Para unos ojos incrédulos como los de Pedro, Juan y Santiago, que serían también los nuestros, este pasaje encierra un milagro asombroso. Allí, en un monte alto contemplan al Señor transfigurado, su rostro se puso brillante como el sol y sus vestidos se volvieron blancos como la luz; en palabras de San Lucas, “vieron su gloria”.
Lo que experimentan los tres es una sensación de bienestar que los rebosa y, como les pasa a ellos, nadie que haya experimentado algo parecido ha querido volver a lo cotidiano. Una vez se trasciende lo que estaba oculto tras la realidad, esta ha perdido todo su encanto. Los hombres tocados por esta presencia han cambiado radicalmente de vida y se dice que los que al borde de la muerte han contemplado la luz al final del túnel han expresado lo mismo: una atracción imposible de abandonar.

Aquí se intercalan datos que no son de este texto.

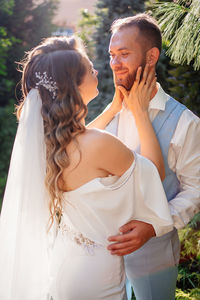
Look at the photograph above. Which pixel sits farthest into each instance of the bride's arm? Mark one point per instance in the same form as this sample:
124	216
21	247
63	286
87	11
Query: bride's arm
137	101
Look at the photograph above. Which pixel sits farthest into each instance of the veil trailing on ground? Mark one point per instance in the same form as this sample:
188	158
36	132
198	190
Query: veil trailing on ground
24	241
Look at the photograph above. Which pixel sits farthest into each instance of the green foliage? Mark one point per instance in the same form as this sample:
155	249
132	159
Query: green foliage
193	294
86	27
183	85
180	23
21	29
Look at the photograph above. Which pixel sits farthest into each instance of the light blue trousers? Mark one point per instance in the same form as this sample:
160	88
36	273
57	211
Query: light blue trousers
152	269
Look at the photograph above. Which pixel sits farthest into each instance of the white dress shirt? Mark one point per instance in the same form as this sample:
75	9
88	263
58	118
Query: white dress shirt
183	155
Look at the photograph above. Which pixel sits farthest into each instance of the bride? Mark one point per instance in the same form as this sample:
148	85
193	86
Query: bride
69	187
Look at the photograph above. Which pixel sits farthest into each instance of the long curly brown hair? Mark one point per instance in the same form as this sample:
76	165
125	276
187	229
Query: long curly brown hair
61	59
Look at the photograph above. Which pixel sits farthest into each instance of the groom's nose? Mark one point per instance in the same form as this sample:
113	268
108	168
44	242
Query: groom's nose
115	62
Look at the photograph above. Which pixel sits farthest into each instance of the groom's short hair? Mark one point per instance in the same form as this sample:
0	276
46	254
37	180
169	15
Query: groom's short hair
147	26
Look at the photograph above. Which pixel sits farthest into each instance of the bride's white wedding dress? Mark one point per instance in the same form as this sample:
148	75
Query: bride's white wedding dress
82	267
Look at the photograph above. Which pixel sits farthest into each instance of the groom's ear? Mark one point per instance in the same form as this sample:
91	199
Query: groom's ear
152	56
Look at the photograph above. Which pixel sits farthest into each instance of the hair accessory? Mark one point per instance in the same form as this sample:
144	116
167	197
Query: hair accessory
46	82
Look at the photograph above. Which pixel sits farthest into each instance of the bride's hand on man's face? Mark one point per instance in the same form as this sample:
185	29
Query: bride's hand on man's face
116	104
137	100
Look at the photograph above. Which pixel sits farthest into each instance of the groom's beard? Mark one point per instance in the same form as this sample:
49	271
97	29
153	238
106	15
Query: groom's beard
128	82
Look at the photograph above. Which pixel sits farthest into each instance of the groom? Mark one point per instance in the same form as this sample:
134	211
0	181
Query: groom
151	262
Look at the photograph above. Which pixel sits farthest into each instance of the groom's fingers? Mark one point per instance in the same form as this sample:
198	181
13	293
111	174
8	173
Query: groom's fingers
117	246
120	238
123	252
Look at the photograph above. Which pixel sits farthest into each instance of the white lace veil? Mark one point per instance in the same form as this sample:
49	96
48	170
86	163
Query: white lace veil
25	214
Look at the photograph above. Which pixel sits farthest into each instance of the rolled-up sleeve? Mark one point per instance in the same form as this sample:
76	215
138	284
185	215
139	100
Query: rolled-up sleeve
184	160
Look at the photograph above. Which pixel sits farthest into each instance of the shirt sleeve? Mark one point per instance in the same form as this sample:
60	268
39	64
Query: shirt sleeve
184	160
151	204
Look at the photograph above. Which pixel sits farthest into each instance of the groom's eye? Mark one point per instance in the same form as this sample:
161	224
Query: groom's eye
124	54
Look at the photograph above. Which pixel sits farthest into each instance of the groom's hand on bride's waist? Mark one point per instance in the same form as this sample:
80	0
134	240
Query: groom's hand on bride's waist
133	235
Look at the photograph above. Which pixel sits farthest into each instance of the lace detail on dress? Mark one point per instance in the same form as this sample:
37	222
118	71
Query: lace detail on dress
79	239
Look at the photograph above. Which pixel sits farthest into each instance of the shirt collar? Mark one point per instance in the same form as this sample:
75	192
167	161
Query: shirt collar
159	100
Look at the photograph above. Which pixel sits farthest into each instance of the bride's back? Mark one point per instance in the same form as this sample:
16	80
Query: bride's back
88	157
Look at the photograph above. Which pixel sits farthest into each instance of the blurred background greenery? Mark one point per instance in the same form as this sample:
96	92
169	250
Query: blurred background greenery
23	23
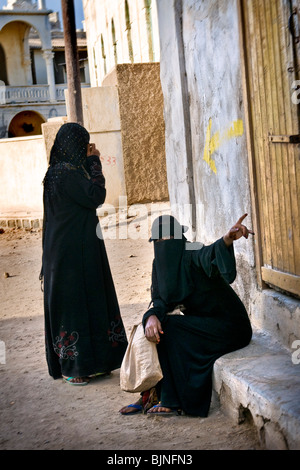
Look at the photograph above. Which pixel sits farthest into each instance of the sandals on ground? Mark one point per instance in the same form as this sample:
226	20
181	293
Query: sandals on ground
70	380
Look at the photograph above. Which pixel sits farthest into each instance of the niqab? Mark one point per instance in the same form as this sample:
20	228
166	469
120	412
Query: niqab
172	268
68	153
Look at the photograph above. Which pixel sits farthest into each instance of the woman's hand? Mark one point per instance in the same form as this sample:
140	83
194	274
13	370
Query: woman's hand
153	329
91	150
237	231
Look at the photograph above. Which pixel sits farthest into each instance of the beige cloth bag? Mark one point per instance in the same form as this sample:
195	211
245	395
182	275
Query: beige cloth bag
140	368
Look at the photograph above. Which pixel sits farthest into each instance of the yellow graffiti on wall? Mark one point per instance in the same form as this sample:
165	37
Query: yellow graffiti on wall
212	143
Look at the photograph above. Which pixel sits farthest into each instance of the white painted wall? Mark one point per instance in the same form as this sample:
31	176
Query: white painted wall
201	75
23	165
98	15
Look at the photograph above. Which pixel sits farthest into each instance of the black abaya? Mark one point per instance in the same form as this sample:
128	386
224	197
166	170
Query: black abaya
83	326
214	323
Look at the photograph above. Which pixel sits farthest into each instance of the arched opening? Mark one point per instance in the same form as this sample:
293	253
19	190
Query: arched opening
26	123
128	29
147	4
113	33
3	72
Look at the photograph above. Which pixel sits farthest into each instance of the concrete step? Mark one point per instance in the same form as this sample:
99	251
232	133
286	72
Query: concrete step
261	383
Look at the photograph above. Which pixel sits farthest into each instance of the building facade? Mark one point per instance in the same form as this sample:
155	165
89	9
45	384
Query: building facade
120	32
32	69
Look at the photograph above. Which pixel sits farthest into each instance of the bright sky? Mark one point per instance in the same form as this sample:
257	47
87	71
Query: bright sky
55	5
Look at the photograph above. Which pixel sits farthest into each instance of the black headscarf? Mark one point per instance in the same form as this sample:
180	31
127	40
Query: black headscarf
174	280
68	153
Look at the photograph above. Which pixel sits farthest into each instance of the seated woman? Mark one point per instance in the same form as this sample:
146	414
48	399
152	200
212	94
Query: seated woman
214	320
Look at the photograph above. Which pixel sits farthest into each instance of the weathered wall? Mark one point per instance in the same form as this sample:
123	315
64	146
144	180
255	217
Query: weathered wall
101	117
142	130
206	142
23	165
98	21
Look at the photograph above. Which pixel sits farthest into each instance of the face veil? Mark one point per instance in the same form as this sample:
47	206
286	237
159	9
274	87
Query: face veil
174	280
68	153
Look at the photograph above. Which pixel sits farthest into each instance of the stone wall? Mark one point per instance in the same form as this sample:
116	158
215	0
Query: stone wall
206	148
23	165
142	130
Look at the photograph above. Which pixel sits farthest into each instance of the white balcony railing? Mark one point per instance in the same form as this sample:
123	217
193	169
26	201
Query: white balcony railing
30	94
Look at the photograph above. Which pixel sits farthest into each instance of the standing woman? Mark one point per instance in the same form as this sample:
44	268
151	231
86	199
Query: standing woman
84	331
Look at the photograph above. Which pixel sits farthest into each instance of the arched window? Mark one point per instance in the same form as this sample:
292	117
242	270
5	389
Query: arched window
147	4
128	29
3	72
26	123
113	33
103	54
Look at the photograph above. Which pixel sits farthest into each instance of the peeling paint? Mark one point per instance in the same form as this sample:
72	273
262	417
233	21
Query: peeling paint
212	143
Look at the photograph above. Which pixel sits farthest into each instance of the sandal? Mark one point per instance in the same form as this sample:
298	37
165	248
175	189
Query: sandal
172	412
70	380
99	374
135	406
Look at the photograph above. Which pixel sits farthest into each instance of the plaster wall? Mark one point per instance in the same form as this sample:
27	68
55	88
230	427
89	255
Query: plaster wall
101	117
217	157
23	165
11	39
98	21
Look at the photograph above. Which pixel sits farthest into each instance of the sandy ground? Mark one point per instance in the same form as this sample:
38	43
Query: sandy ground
38	413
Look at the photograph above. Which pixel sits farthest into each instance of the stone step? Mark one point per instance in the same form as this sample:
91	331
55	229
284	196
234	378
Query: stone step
261	383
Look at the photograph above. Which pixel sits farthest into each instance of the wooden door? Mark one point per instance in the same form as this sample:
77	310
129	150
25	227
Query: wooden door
271	47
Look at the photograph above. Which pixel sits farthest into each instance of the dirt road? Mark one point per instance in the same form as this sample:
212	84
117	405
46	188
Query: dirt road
38	413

¡Qué bienestar! ¡Cuánta belleza! Realmente estar así es con mucho lo mejor. Esto es lo que se deduce de las palabras de Pedro: “Hagamos tres tiendas…”. ¡Qué bien se debe sentir uno en el Cielo! Nosotros podemos intuir que el Cielo existe cuando experimentamos el amor a los hermanos, algo que nos está velado a diario porque estamos como encadenados a querernos a nosotros mismos, y, aunque deseamos amar, normalmente no nos es dado el realizarlo. Pero cuando se nos concede, como dice San Juan, pasamos de la muerte a la vida, experimentamos lo que es vivir realmente… “Es como aceite que se vierte sobre el monte Sión”.

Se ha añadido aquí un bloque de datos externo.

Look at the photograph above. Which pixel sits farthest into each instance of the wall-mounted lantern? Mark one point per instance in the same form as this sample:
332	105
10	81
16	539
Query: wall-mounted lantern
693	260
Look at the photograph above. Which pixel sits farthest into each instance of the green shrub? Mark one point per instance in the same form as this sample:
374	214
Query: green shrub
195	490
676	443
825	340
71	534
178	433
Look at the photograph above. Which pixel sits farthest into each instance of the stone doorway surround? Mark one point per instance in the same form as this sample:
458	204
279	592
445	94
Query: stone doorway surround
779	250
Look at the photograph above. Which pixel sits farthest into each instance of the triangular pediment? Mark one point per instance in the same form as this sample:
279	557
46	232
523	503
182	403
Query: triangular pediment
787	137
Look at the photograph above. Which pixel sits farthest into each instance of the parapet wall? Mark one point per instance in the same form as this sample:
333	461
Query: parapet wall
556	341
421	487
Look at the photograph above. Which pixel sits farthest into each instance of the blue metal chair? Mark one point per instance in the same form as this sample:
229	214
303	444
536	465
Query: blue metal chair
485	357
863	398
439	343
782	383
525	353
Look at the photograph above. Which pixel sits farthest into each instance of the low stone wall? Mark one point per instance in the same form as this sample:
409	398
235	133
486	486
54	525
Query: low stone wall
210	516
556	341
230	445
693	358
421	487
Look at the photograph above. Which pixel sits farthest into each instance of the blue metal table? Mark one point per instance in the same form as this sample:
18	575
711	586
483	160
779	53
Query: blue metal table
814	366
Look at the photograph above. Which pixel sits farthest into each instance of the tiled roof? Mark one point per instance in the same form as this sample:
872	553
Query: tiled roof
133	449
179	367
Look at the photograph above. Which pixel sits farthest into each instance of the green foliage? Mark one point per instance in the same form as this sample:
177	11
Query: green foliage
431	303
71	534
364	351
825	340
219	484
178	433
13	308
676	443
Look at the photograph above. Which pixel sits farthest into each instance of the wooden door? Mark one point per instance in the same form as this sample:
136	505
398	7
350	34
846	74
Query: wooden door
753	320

Lo enigmático de la escena es que Este que contemplan ahora los discípulos con aspecto glorioso no es otro que Jesús, el que los llamó cuando estaban afanados en sus cosas con las redes, el que nació en Belén y creció en un lugar tan humilde como Nazaret con María y José. Este Jesús que ha subido jadeando como ellos mismos al monte, y ahora está transfigurado es el Verbo. Es el que, en las bellísimas palabras de San Juan, estaba junto a Dios y era Dios mismo, el que existía desde el principio, el que lo hizo todo y sin Él no se hizo nada de cuanto existe. Este se ha hecho ahora carne y ha puesto su morada entre nosotros: momento culminante de la historia, en el que en Cristo se unen el hombre y Dios, la tierra y el Cielo.
La Transfiguración constituye una auténtica Teofanía, que tendrá como testigos a los hombres de hoy representados en Pedro, Santiago y Juan, a toda la historia de la salvación representada en Moisés y Elías, la Ley y los Profetas y también al Padre que, como sucediera en el Bautismo del Jordán, vuelve a señalarle: “Este es mi hijo amado, escuchadlo”. En Cristo se produce una cita histórica entre el pasado, el presente y el futuro, entre los Cielos y la tierra.

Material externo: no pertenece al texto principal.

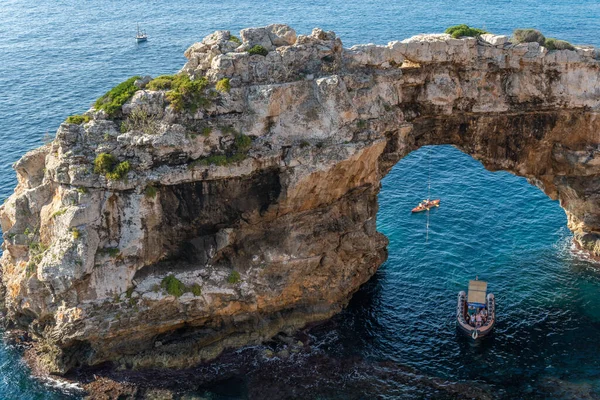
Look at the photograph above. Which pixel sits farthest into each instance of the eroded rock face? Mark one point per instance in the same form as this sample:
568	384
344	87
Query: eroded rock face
281	234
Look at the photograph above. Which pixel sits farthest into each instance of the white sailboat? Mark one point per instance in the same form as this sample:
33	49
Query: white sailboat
141	36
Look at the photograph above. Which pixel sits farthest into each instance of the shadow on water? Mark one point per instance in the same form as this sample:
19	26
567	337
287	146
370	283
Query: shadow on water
398	339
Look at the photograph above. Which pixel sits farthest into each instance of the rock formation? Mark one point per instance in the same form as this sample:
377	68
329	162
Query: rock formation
249	210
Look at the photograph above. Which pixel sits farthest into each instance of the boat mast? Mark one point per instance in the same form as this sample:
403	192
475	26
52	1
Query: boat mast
429	173
428	192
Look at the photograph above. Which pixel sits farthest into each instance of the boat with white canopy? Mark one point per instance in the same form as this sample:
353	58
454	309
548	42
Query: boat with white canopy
476	311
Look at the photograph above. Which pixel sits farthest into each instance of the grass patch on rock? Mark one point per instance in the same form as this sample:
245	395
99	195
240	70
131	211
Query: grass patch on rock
464	30
258	49
77	119
556	44
175	287
234	277
112	101
108	165
183	93
223	85
150	191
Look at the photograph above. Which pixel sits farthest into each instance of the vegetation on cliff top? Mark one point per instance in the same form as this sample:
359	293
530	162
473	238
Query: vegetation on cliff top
535	36
258	49
175	287
77	119
464	30
108	165
183	93
234	277
140	121
113	100
223	85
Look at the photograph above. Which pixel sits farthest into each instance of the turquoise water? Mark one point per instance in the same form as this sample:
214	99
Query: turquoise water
57	57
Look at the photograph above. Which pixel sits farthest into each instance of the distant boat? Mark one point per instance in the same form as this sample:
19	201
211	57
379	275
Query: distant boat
476	311
141	36
426	205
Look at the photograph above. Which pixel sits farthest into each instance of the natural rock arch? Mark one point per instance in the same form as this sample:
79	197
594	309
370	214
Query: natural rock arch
212	242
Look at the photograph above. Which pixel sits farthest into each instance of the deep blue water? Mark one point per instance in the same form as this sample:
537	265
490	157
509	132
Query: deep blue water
57	57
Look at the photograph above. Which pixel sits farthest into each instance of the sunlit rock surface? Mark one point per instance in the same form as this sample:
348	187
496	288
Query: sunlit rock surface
283	234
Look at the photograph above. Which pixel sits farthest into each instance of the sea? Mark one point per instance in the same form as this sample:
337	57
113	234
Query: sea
397	338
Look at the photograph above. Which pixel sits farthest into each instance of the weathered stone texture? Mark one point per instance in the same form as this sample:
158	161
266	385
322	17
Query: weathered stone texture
84	257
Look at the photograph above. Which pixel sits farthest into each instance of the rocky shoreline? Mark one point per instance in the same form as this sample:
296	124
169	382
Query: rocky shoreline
189	214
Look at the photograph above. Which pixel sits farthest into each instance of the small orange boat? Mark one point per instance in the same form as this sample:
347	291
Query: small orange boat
426	205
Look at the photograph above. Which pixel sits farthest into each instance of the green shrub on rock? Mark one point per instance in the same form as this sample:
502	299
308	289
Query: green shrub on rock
528	36
150	191
104	163
113	100
173	286
556	44
464	30
163	82
234	277
119	172
187	94
223	85
258	49
196	289
77	119
107	164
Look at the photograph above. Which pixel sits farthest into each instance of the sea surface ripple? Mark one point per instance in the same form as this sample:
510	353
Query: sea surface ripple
397	338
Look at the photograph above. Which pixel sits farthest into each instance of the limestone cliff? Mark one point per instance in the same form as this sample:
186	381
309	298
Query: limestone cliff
221	217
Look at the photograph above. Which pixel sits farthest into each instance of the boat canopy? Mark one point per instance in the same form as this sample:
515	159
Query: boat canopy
477	293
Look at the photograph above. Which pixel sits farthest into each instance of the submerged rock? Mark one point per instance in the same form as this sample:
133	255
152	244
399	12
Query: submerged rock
193	220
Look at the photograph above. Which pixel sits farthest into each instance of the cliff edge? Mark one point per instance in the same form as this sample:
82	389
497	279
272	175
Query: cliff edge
214	208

Bien mirado, el milagro no está tanto en que Cristo apareciera durante aquellos instantes con ese aspecto glorioso. El milagro realmente está en que Aquel que existía durante toda la eternidad y que era el mismo Dios, asumiera nuestra carne durante los treinta años de su estancia entre nosotros (excepto la duración de aquella Transfiguración). El milagro está en que nuestro Señor, siendo Dios, no retuviera su dignidad, sino que se hiciera hombre, y en que, una vez hecho hombre, se humillara a Sí mismo adoptando la condición de siervo y padeciera hasta la muerte. El milagro está en que lleno de misericordia se hiciera pecado por mí para que mis propios pecados no me apartasen de Él. El milagro está en que se revistiera de mí, con un aspecto como el mío, para que así no tuviera miedo a encontrarme con Él, el Inmortal, la Plenitud de los tiempos. Ese es realmente el milagro, la Transfiguración de Dios en hombre.